The English department is considering a “multiple measures” approach in conjunction with the new Readiness Assessment, which is under development by faculty. This approach determines if students have the skills to perform in college-level English courses by first screening for prior learning, which takes into account Bridge Class grades, Smarter Balance scores, high school GPA and a number of other factors. Students bypass the Readiness Assessment entirely and enroll directly into college-level courses if they meet screening requirements.
English committee members are still fine-tuning the details of the new readiness assessment, said Elizabeth Donley, division chair of English.
Even the name of the assessment remains uncertain at this point, Donley said.
Presently, students who do not pass screening will first be given clear information of what to expect, and the skills required to be successful in college-level courses. In addition, they will also have access to learning modules in order to refresh on any material that may be a bit rusty. Once prepared, students will complete several reading comprehension questions, respond to a short essay, and provide a self assessment.

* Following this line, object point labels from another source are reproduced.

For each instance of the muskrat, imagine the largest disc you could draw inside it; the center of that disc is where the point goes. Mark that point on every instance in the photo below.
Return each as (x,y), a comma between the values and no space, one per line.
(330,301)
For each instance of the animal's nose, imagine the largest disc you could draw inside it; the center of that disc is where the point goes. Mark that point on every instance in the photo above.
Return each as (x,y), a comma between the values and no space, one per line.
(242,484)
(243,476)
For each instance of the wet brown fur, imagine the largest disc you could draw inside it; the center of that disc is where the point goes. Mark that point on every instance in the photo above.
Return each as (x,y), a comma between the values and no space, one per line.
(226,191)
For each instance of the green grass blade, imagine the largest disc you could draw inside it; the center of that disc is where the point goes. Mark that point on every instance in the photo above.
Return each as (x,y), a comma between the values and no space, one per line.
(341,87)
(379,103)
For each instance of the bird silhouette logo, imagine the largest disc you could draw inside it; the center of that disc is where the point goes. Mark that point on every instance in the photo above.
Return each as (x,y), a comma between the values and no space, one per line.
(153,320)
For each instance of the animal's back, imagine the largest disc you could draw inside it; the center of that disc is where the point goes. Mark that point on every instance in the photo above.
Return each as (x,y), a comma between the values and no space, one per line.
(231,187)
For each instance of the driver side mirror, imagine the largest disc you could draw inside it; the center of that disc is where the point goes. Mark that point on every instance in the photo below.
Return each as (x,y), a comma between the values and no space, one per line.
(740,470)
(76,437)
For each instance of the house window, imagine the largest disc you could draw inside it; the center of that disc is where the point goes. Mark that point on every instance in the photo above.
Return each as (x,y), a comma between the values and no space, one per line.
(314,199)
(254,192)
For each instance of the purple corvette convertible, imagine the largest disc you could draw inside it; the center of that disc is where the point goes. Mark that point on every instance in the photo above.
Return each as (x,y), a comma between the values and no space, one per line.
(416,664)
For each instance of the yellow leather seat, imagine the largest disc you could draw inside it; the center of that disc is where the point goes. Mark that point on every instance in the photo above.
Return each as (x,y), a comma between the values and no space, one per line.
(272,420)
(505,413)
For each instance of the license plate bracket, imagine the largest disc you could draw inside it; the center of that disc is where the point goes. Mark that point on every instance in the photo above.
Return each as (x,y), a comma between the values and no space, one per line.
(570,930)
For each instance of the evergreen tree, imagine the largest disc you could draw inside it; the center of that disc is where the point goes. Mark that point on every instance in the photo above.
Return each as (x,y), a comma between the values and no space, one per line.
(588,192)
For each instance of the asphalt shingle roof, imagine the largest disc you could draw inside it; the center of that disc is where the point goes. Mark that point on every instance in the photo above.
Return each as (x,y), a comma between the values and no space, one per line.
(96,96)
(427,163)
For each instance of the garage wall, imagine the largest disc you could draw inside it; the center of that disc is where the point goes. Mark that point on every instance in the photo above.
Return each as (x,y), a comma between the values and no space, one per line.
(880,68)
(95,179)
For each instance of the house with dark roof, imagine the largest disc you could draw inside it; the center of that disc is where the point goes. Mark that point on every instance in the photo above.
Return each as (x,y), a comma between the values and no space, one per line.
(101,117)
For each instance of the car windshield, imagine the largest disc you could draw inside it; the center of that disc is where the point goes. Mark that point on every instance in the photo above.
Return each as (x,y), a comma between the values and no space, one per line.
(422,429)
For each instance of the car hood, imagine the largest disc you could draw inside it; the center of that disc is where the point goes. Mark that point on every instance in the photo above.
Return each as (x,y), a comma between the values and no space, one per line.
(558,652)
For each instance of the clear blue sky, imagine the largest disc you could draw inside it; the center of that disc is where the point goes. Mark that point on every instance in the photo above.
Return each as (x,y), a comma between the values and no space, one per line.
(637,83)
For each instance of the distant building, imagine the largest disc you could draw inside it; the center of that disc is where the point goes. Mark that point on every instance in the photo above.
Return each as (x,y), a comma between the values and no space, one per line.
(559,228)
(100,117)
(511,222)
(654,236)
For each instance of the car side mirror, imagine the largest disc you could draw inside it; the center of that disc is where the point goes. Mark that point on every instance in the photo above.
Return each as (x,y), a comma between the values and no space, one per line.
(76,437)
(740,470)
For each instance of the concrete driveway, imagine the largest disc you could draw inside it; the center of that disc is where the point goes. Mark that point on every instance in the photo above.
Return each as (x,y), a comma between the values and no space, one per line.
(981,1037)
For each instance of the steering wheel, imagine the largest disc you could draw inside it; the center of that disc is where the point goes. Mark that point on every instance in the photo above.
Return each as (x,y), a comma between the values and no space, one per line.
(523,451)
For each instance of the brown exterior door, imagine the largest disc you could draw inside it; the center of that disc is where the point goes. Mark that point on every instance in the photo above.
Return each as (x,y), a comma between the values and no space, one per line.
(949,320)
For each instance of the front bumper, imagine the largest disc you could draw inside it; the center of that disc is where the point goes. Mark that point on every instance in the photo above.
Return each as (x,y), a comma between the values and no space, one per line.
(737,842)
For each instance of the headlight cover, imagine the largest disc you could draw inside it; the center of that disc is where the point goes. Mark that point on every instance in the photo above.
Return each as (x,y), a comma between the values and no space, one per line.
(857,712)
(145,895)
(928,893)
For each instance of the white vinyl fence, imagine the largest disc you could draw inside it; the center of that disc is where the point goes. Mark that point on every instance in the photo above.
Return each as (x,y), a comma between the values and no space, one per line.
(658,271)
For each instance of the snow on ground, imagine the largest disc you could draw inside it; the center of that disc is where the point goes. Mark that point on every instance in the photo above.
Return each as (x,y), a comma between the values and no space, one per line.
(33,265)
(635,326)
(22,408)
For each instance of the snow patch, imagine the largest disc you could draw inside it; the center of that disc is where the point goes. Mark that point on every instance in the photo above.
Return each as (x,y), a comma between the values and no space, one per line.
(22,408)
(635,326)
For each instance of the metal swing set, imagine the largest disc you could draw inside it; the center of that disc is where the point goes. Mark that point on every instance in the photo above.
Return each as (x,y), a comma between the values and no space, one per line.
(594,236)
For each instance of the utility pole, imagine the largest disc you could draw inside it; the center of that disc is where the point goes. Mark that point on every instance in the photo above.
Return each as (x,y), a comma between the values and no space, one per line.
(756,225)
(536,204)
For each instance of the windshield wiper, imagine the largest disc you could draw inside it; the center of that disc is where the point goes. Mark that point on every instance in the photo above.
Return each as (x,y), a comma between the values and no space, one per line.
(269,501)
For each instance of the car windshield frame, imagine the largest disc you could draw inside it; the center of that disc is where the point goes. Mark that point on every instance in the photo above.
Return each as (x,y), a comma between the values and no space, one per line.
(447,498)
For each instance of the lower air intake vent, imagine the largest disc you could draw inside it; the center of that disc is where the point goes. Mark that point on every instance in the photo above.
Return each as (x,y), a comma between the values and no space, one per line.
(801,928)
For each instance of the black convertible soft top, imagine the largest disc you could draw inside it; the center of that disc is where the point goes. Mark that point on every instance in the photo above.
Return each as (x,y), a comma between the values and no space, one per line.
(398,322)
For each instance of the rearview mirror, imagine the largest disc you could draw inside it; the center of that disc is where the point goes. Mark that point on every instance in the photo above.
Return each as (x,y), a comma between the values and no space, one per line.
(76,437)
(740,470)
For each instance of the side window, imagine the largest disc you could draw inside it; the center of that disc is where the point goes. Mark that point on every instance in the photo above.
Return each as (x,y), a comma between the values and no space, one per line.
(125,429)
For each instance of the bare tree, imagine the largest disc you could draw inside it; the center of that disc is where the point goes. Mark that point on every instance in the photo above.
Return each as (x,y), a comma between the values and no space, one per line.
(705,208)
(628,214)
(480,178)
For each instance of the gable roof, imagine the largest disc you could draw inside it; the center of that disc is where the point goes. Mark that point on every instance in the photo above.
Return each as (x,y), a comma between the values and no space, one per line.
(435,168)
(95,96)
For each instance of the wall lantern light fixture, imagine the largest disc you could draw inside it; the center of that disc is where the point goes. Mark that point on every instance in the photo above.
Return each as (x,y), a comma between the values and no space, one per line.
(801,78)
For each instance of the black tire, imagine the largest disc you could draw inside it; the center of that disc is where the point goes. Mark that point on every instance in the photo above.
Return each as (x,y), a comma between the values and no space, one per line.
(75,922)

According to Diehl, the major shortfall in the transition to a new placement format is cost. Compass currently costs students $1.50 per module. College officials said that transitioning to a new placement format is complex and may initially be more expensive. The English faculty will need to evaluate the reading and writing responses for the exam, which is a more timely endeavor. Officials did note however, that down the road it might actually save money.

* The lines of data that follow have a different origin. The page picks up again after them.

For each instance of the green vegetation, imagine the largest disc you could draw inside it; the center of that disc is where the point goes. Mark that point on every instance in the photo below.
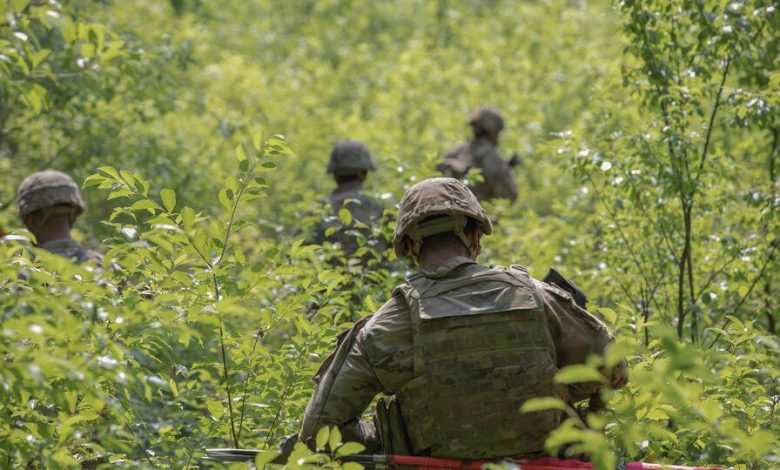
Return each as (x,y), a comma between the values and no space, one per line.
(649,132)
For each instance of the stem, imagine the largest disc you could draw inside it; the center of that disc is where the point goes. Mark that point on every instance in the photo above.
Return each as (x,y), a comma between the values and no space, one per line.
(681,291)
(258,335)
(772,151)
(715,107)
(760,275)
(694,319)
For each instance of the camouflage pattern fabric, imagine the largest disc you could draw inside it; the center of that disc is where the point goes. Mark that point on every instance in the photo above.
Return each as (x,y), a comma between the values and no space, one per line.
(481,349)
(482,154)
(379,355)
(71,249)
(363,209)
(45,189)
(350,156)
(436,196)
(487,118)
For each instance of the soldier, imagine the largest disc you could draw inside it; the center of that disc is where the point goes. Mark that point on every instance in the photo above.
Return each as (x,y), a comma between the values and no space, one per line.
(48,203)
(460,346)
(481,152)
(350,162)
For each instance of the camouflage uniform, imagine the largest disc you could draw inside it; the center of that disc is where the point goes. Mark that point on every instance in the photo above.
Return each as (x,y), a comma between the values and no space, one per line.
(351,157)
(481,153)
(54,192)
(461,346)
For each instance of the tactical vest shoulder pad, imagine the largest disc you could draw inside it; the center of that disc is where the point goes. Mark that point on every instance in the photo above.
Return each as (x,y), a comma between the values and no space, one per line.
(561,293)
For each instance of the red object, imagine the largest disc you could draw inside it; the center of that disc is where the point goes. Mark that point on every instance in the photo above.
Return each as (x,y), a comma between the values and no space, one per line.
(544,463)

Currently, the Compass is paid for out of the student $25 application fee. Vice President of Instruction Tim Cook said he believes that increasing application fees to cover the cost could harm already-declining student enrollment.
“It’s really a challenge we’re looking at here,” Cook said. “How can we help students without passing on the buck?”
An alternative being considered is to cover the cost by adding a course fee to particular entry-level courses. However, that comes with its own set of complications, in that creating an equitable system can be difficult when some students must take the placement assessment while others do not.
At the same time, it is also expensive for students who are placed into remedial courses. Often times students are forced to pay for several remedial courses before they even consider taking college-level classes.
Clark student Xaavan Dolence said, “It sounds like an upfront cost at first, but in the long run it will save students money.”
There are still a large number of issues that require attention before anyone can say for certain what Clark’s new placement protocols will look like.